The Ammersee stretches across my screen, behind my colleague and the grand panorama of the Austrian alps in the background. The perfect color matching of her outfit with the spring sun reflecting the lake encourages me to upgrade my own webcam. While she reads out the agenda I mull over whether she stands in front of her living room window, or just tweaked her video hardware to superimpose her torso onto a wallpaper. I continue following her presentation with quite some envy.
While many colleagues were sharing pictures of their billy shelves in the SAP Stay-at-home Slack channel, our CX leadership team introduced the next chapter of my Munich office in an All-Hands call. Our company will open two new offices in 2023, close to the campus of Technical University Munich (TUM) in Garching, a suburb close to the city of Munich. A few hundred colleagues living in the city center including myself will have to schedule 90 minutes additional commuting time. As a cyclist I can’t imagine yet how I will handle this challenge. Nor can I imagine how it will go along with our company’s strategic goal of sustainability and financial accounting of carbon.
A decision which looks to me like a contradiction in itself makes me curious. It will take years until we can be certain whether the decision to leave the city helped us “to build Europe’s leading tech cluster” and “strengthen our visibility in Munich”, or not. Anyway, for the next two and a half years we can ponder about how our new offices will look, and how we might travel to and from Garching.
My unreal survey confirmed that reasons to work in an office are dependent on the personality and role of individual colleagues. I am well aware that my ideas are utterly subjective and won’t qualify as input for “employee sounding boards”. Even if they did, they would be evened out to something I would not recognise by the consensus of vested interests. Still I enjoy imagining my life in three years. So here is a letter from the future:
Finally SAP Munich has moved to Garching. Initially I was sceptical. Now that we have finally left behind our dilapidated hybris office I can’t imagine to go back. The one hour bike ride to my new office location is a new experience indeed. Thanks to my iPhone and Siri, which are finally good enough to provide a true hands free user interface, I can use my commuting time to browse through mails, join the first calls, and catch some ideas for my blog. Part of my bike trail follows the river. I can’t imagine a more inspiring environment to start my working day, and free exercise is good for body and mind. If the weather was really bad, I could call the self-driving SAP shuttle to pick me up – which I don’t do very often because my CO2 footprint savings appear on my payroll as benefits. Also climate has become very dry in Munich as elsewhere.

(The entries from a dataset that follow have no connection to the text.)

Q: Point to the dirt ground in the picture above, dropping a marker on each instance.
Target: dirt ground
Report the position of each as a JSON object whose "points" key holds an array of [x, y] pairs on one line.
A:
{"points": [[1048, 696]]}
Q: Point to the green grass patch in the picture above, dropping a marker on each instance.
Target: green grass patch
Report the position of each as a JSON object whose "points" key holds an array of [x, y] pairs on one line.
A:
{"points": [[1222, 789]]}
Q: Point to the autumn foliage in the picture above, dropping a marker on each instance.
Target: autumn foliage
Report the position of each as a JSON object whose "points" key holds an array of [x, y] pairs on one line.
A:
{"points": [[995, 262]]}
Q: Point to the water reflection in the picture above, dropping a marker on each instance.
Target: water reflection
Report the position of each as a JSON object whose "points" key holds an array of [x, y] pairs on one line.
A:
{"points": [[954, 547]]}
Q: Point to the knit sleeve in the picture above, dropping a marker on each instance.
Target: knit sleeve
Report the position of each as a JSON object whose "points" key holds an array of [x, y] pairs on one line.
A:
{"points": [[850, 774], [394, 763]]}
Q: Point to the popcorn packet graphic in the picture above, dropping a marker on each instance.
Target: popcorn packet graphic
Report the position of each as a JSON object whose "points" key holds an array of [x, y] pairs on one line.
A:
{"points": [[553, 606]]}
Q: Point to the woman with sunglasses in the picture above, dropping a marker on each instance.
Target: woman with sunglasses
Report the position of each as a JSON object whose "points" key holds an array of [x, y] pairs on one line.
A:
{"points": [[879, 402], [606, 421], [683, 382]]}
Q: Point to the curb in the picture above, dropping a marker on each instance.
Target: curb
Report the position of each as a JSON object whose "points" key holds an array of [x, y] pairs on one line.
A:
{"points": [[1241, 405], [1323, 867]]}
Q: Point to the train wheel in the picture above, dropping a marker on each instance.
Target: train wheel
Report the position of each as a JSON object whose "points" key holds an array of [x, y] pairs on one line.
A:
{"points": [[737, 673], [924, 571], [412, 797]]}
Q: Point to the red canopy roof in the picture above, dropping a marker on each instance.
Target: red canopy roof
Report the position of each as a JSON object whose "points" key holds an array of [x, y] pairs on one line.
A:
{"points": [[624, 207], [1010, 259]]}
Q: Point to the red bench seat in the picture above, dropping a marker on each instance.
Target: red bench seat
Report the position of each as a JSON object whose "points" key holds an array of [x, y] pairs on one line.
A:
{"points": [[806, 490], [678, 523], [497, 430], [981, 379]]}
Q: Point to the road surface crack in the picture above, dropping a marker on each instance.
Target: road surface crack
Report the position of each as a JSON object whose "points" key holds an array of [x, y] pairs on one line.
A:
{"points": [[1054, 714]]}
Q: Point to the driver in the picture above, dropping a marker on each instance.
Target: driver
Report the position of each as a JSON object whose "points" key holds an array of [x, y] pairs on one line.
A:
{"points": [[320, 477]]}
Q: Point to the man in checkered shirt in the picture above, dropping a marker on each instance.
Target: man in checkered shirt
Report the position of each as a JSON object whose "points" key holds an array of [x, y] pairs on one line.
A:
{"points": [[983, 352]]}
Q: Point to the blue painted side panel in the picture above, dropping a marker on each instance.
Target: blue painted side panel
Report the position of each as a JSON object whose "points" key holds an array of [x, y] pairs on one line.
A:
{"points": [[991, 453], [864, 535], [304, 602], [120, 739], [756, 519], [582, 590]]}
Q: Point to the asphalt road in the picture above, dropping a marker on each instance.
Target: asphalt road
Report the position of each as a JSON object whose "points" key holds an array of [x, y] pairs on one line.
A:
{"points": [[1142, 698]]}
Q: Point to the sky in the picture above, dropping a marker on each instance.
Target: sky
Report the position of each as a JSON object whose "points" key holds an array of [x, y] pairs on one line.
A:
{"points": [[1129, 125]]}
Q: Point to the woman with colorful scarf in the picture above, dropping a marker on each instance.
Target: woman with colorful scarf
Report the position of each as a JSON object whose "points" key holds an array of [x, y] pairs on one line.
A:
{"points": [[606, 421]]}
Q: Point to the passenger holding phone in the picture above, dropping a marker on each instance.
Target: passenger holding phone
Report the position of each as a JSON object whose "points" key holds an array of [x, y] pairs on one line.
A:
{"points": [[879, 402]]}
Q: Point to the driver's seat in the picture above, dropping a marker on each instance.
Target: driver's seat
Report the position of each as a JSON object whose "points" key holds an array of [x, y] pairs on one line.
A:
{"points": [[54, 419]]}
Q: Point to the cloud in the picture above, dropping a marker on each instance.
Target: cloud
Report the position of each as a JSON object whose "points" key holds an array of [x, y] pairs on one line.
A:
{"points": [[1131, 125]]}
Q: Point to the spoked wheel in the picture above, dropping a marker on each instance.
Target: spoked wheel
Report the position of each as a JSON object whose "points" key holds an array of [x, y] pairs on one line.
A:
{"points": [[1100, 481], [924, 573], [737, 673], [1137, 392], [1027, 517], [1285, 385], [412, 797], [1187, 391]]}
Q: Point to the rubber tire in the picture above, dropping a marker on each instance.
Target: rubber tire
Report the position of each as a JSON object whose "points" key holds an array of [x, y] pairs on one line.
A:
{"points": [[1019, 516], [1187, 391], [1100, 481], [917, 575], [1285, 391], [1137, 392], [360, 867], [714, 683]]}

What I appreciate about our Garching office is that is’s bright and open. When I arrive I take a quick shower. Then I grab one of the flexible desks in the open space, which are reserved for TUM students and commuters like me. Most of us come to Garching the average two days per week, so there is never a shortage of desks. Thanks to our Never Lunch Alone Matching Platform the chance is good I a going to meet with an interesting colleague later today. I love the excellent food freshly prepared in our Garching canteen. And the quality of our coffee is famous amongst the TUM students. Of course, food and drink are not the only reason for me to travel to Garching on a regular basis. But it helps. What counts for me most is that our new office is an inspiring place which invites us to share our ideas with others. Having a good discussion with a TUM professor, going out for a walk, discussing a prototype with my colleagues in one of the design thinking spaces – all this is possible in our new office.
Right, this isn’t really a future scenario, but it doesn’t resemble our typical office building either. I might be completely wrong, because I see only a tiny part of the big picture.
The trend forecaster Li Edelkoort recently wrote in an article that she is expecting a global recession and a “quarantine of consumption of a magnitude that has not been experienced before” where people get used to living with fewer possessions and travelling less. I really hope that the crisis won’t hit us as hard, but she is right it might be just too expensive to build our new office on a field in Garching.
Peopleware a classic book about software development first published in 1987, contains a surprising insight: If you can you should move your team out of the corporate work space. Work conducted in an ad hoc space has more energy and a higher success rate. The quirky nature of their space helps your team to form an identity.
If we just copy-and-paste yet-another SAP building to the field leased by the free state of Bavaria we need not expect our new offices to have any impact on our own culture. You can’t neglect the relevance of space. If we really want to start something on the green field we should think about necessary ingredients for an innovation culture. Curiosity and creativity are inspired by unfinished and undefined spaces, by precious materials which could be displaced and repurposed, and by the lack of established rules.